Alexander McQueen's biographer believes he should never have joined Gucci.
In December 2000, 51 per cent of the designer's eponymous label was acquired by the Gucci Group, where he remained Creative Director but Andrew Wilson, writer of 'Alexander McQueen: Blood Beneath the Skin' believes, in hindsight, it was a mistake for McQueen, who committed suicide in 2010.
He told WWD: "It's really difficult to rewrite somebody else's life, but perhaps he should never have joined Gucci or sold his company to Gucci. After that, he sort of talked about being in a 'gilded prison.'
"As the amount of money increased, the amount of drug use increased and the amount of paranoia. But suicides never, never are simple. I don't want to give a glib answer to this. [In his family], there's horror, murder and Gothicism that go way back."
However, Wilson believes there were many other factors at play in McQueen's tragic life.

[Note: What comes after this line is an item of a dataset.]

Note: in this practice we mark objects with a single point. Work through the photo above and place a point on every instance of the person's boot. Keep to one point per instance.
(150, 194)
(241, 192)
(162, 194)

He said: "There's no one thing that would have saved him. He lived an intense, extreme life. Whether or not he knew it, he certainly lived his life as if he had to do everything - such as making a collection in two days - as if he would have to enjoy the normal span of an 80-year life within half that span.
"Toward the end of his life, he was saying goodbye to people. [Onetime colleague] Sebastian Pons talked to him and he said, 'I've designed my last collection,' and said that he might kill himself in front of the fashion press at one of his shows. Many people who knew him are still grieving, and will do so for many, many years to come."